Sus antebrazos se levantaron de golpe. Las ataduras se rompieron. Las venas de sus manos parecían a punto de agrietar la piel.
—Jacques…
La psiquiatra subió más el tono; le temblaba la voz.
—¿Quién, Jacques? ¿Quién estaba con usted?
Ninguna respuesta. Chasquidos de las correas.
—Cuando lo descubrieron, estaba solo.
Ningún comentario.
—Estaba solo en la cabaña. Con una mujer acribillada de heridas.
Ningún comentario.
—¿Por qué hizo eso, Jacques?
—Escóndete.
La orden había sido murmurada en francés. Un susurro apenas perceptible.
—¿Qué? —preguntó la psiquiatra en inglés—. ¿Qué ha dicho?
Reverdi estiró el cuello y las venas se le marcaron como raíces arrancadas de la tierra. Separó los labios. Una voz de niño, asustada, brotó de ellos:
—Escóndete. ¡Escóndete, deprisa!
—Jacques, ¿de qué habla? ¿Quién tiene que esconderse?
La mujer había entendido la frase dicha en francés. El apneísta se arqueó más. Levantó la barbilla y miró fijamente a la especialista, pero a la manera de un hombre ebrio, que no distingue nada.

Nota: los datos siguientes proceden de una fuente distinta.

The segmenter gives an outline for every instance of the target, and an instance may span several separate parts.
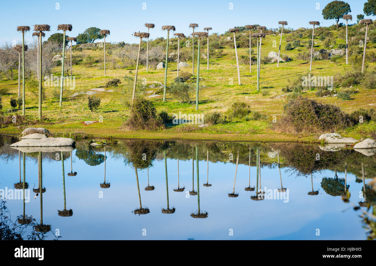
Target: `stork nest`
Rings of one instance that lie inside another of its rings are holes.
[[[37,225],[34,226],[34,229],[37,232],[47,233],[51,231],[51,225]]]
[[[311,25],[317,25],[317,26],[320,26],[320,23],[318,21],[310,21],[309,24]]]
[[[109,35],[110,34],[110,31],[108,29],[101,29],[99,31],[99,34],[101,35]]]
[[[256,32],[255,33],[252,33],[251,35],[251,37],[255,38],[265,38],[265,34]]]
[[[172,209],[162,209],[162,213],[170,214],[173,213],[174,212],[175,208],[173,208]]]
[[[111,185],[111,183],[101,183],[99,185],[102,188],[108,188]]]
[[[58,31],[71,31],[73,28],[71,24],[59,24],[58,25]]]
[[[167,30],[167,31],[175,31],[175,26],[167,25],[162,26],[162,31]]]
[[[148,186],[145,188],[145,190],[146,191],[151,191],[155,189],[154,186]]]
[[[135,32],[133,36],[136,37],[139,37],[140,38],[149,38],[150,34],[147,32]]]
[[[27,44],[24,44],[24,50],[27,51],[28,48]],[[13,49],[20,53],[22,52],[22,44],[16,44],[13,47]]]
[[[179,36],[179,37],[182,37],[183,38],[185,38],[185,35],[184,35],[183,33],[175,33],[174,35],[176,36]]]
[[[40,190],[39,189],[39,188],[33,188],[33,192],[34,193],[39,193],[40,192]],[[45,192],[45,188],[43,188],[42,189],[42,193],[44,193]]]
[[[193,36],[198,36],[199,38],[203,38],[209,36],[208,32],[204,32],[202,31],[197,31],[191,34],[191,35]]]
[[[244,190],[246,191],[255,191],[254,187],[247,187],[245,188]]]
[[[361,19],[359,21],[359,24],[364,24],[365,25],[369,25],[372,24],[373,21],[371,19],[369,18],[365,18]]]
[[[32,35],[32,36],[39,36],[39,32],[33,32],[33,35]],[[44,37],[45,36],[45,34],[44,34],[44,32],[42,32],[42,37]],[[68,38],[70,38],[70,37],[68,37]]]
[[[208,218],[208,212],[193,213],[191,214],[191,217],[194,218]]]
[[[195,191],[194,190],[190,191],[189,192],[189,194],[191,196],[196,196],[197,195],[197,191]]]
[[[18,31],[29,31],[30,30],[30,27],[29,26],[18,26],[17,27]]]
[[[150,211],[147,208],[140,208],[136,209],[133,211],[133,213],[135,214],[146,214],[150,212]]]
[[[34,25],[34,31],[50,31],[50,25],[47,24],[37,24]]]
[[[59,211],[58,210],[58,212],[59,214],[59,216],[62,216],[62,217],[70,217],[73,215],[73,211],[72,209],[64,209],[62,211]]]
[[[229,197],[230,198],[237,198],[239,196],[239,194],[236,193],[228,193],[227,195],[229,195]]]
[[[14,188],[16,190],[23,190],[23,182],[20,182],[19,183],[15,183],[13,185],[14,187]],[[25,182],[25,188],[29,188],[29,184],[27,183],[27,182]]]
[[[145,26],[149,29],[154,29],[155,25],[152,23],[145,23]]]
[[[239,29],[230,29],[228,31],[227,31],[229,32],[238,32]]]
[[[256,29],[256,25],[246,25],[245,28],[248,29]]]

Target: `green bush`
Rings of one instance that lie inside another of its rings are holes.
[[[100,105],[100,98],[97,98],[95,95],[88,97],[88,107],[92,112],[96,111]]]

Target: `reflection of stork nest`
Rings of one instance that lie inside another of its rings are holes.
[[[208,212],[199,212],[192,213],[191,214],[191,217],[194,218],[208,218]]]
[[[39,193],[39,192],[41,192],[41,190],[39,188],[33,188],[33,192],[34,192],[34,193]],[[44,193],[45,192],[46,192],[45,188],[43,188],[42,189],[42,193]]]
[[[236,193],[228,193],[229,197],[230,198],[236,198],[239,196],[239,194]]]
[[[73,211],[71,209],[64,209],[62,211],[58,210],[58,212],[59,213],[59,216],[63,217],[69,217],[73,215]]]
[[[20,225],[28,225],[31,222],[31,218],[27,216],[25,216],[25,218],[24,218],[23,216],[21,215],[21,218],[19,218],[18,220],[18,223]]]
[[[135,214],[146,214],[150,212],[150,211],[148,208],[140,208],[136,209],[133,211],[133,213]]]
[[[173,207],[172,209],[162,209],[162,213],[170,214],[173,213],[175,212],[175,208]]]
[[[51,231],[50,225],[37,225],[34,226],[34,229],[37,232],[47,233]]]
[[[194,190],[192,190],[192,191],[190,191],[189,192],[189,194],[192,196],[195,196],[197,195],[197,191],[195,191]]]
[[[111,183],[101,183],[100,185],[102,188],[108,188],[111,184]]]
[[[23,190],[23,182],[20,182],[19,183],[15,183],[13,185],[14,186],[14,188],[16,190]],[[27,182],[25,182],[25,188],[29,188],[29,184]]]
[[[263,200],[264,196],[251,196],[251,199],[253,200]]]

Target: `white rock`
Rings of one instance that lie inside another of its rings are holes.
[[[337,133],[323,134],[318,139],[327,143],[354,143],[358,141],[353,138],[344,138]]]
[[[39,139],[23,139],[10,145],[11,147],[57,147],[73,146],[75,142],[68,138],[46,138]]]
[[[366,139],[354,145],[354,149],[370,149],[376,148],[376,141],[372,139]]]
[[[34,134],[29,134],[28,135],[24,136],[20,138],[20,139],[45,139],[47,138],[45,135],[39,133],[34,133]]]

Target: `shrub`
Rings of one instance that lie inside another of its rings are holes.
[[[290,51],[293,49],[293,47],[290,43],[288,43],[285,47],[285,50],[286,51]]]
[[[119,86],[119,84],[121,83],[120,79],[118,78],[113,78],[107,82],[106,83],[106,87],[108,88],[110,87],[117,87]]]
[[[322,131],[343,128],[349,122],[339,107],[299,96],[284,107],[284,115],[276,127],[284,132]]]
[[[130,115],[122,128],[126,130],[155,130],[164,127],[161,117],[151,101],[136,98],[130,107]]]
[[[190,84],[182,83],[174,83],[170,89],[170,92],[179,102],[192,104],[195,102],[192,99],[196,90]]]
[[[96,111],[100,105],[100,98],[97,98],[95,95],[88,97],[88,107],[92,112]]]
[[[214,112],[205,115],[205,122],[210,125],[219,124],[222,122],[222,114],[219,112]]]

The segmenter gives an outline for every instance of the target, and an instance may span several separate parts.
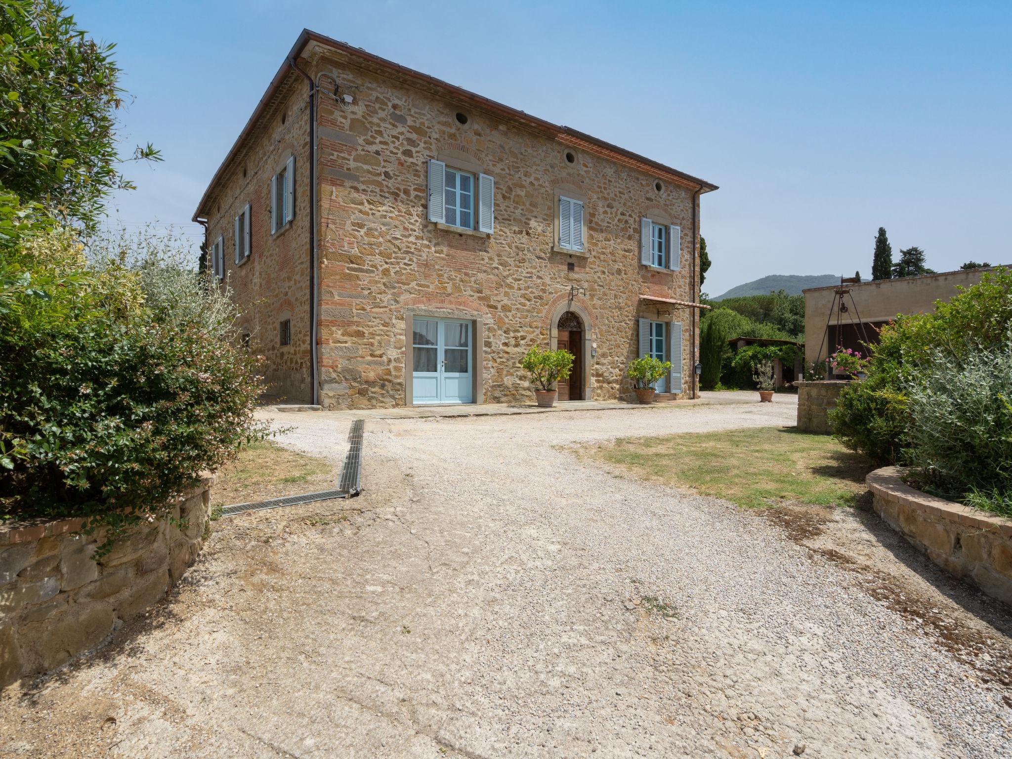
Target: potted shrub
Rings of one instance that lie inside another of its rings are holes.
[[[863,380],[867,374],[864,371],[867,361],[861,358],[860,351],[850,348],[839,348],[836,353],[826,359],[826,362],[833,370],[833,374],[842,374],[846,377],[857,377]]]
[[[773,362],[768,358],[759,361],[752,369],[752,378],[759,388],[759,403],[773,403],[773,388],[776,387]]]
[[[551,408],[559,395],[559,391],[555,388],[556,383],[560,380],[569,380],[573,371],[573,354],[568,350],[531,348],[520,361],[520,365],[530,374],[537,405]]]
[[[640,403],[654,403],[654,388],[658,380],[671,371],[671,361],[644,356],[629,364],[628,375],[636,385],[636,397]]]

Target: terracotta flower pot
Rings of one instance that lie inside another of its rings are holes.
[[[559,391],[557,390],[535,390],[534,395],[537,396],[537,405],[544,409],[551,409],[555,406],[556,398],[559,396]]]
[[[640,401],[640,403],[650,404],[654,403],[654,394],[657,391],[655,391],[653,388],[637,388],[636,397],[637,400]]]

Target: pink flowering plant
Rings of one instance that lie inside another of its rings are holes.
[[[861,352],[850,348],[840,348],[826,359],[834,374],[856,374],[864,371],[866,358],[861,357]]]

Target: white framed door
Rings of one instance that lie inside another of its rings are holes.
[[[471,403],[471,322],[429,317],[412,322],[412,403]]]
[[[665,334],[664,322],[650,322],[650,351],[647,353],[651,358],[659,361],[668,360],[668,341]],[[665,374],[652,386],[658,393],[668,392],[668,375]]]

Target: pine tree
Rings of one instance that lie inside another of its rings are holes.
[[[709,254],[706,253],[706,238],[699,235],[699,286],[702,287],[709,269]]]
[[[893,246],[889,244],[886,228],[878,228],[875,237],[875,255],[871,261],[871,278],[889,279],[893,276]]]
[[[924,251],[916,245],[900,251],[900,260],[893,264],[893,276],[920,276],[930,274],[931,269],[924,265]]]

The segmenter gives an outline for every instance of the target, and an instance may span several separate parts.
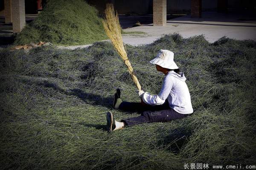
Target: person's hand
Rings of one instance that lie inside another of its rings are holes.
[[[143,95],[144,94],[144,91],[143,90],[137,90],[137,91],[136,91],[136,92],[137,93],[137,94],[138,94],[138,95],[139,95],[139,96],[140,97],[140,99],[142,98],[142,96],[143,96]]]

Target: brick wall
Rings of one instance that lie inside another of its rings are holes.
[[[25,0],[12,0],[12,12],[13,33],[20,32],[26,25]]]
[[[201,17],[202,0],[191,0],[191,17]]]
[[[166,0],[153,0],[153,23],[154,26],[166,25]]]

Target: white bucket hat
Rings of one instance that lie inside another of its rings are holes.
[[[160,50],[157,57],[149,62],[172,70],[179,68],[173,61],[174,54],[167,50]]]

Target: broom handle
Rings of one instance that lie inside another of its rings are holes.
[[[130,74],[131,74],[131,77],[132,78],[134,82],[135,85],[136,85],[137,88],[139,90],[141,90],[141,86],[139,82],[139,81],[138,80],[138,79],[137,79],[137,77],[136,76],[135,76],[134,73],[133,72],[133,68],[132,68],[132,67],[131,67],[130,61],[129,61],[128,60],[125,60],[125,64],[128,68],[128,71],[130,73]]]

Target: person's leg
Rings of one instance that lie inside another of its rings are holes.
[[[169,103],[166,100],[162,105],[152,106],[143,102],[122,102],[118,108],[118,109],[123,111],[130,112],[143,112],[145,111],[157,111],[164,109],[169,109]]]
[[[169,109],[167,100],[162,105],[151,106],[141,102],[122,102],[120,98],[120,89],[116,89],[113,100],[113,108],[123,111],[142,112],[146,110],[160,110]]]
[[[122,119],[121,122],[123,122],[125,125],[133,126],[143,123],[167,122],[182,119],[189,115],[180,113],[172,109],[154,111],[146,111],[140,116]]]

—¡Escóndete, deprisa, viene papá!
La psiquiatra se inclinó. Uno de sus brazos apareció en la pantalla; estaba tomando notas en un bloc. Llevaba velo. Con la otra mano hizo una seña explícita a uno de los enfermeros: estate preparado para poner una inyección.
—Jacques, ¿qué dice? —insistió, ahora en francés—. ¡Explíquese!
A modo de respuesta, Jacques Reverdi cerró los ojos. Un telón en su teatro interior.
—¿Jacques?
Ninguna respuesta. Su rostro se estiró, se hundió, palideció. Sus órbitas se convirtieron en agujeros negros. Sus labios se afinaron hasta parecer cables.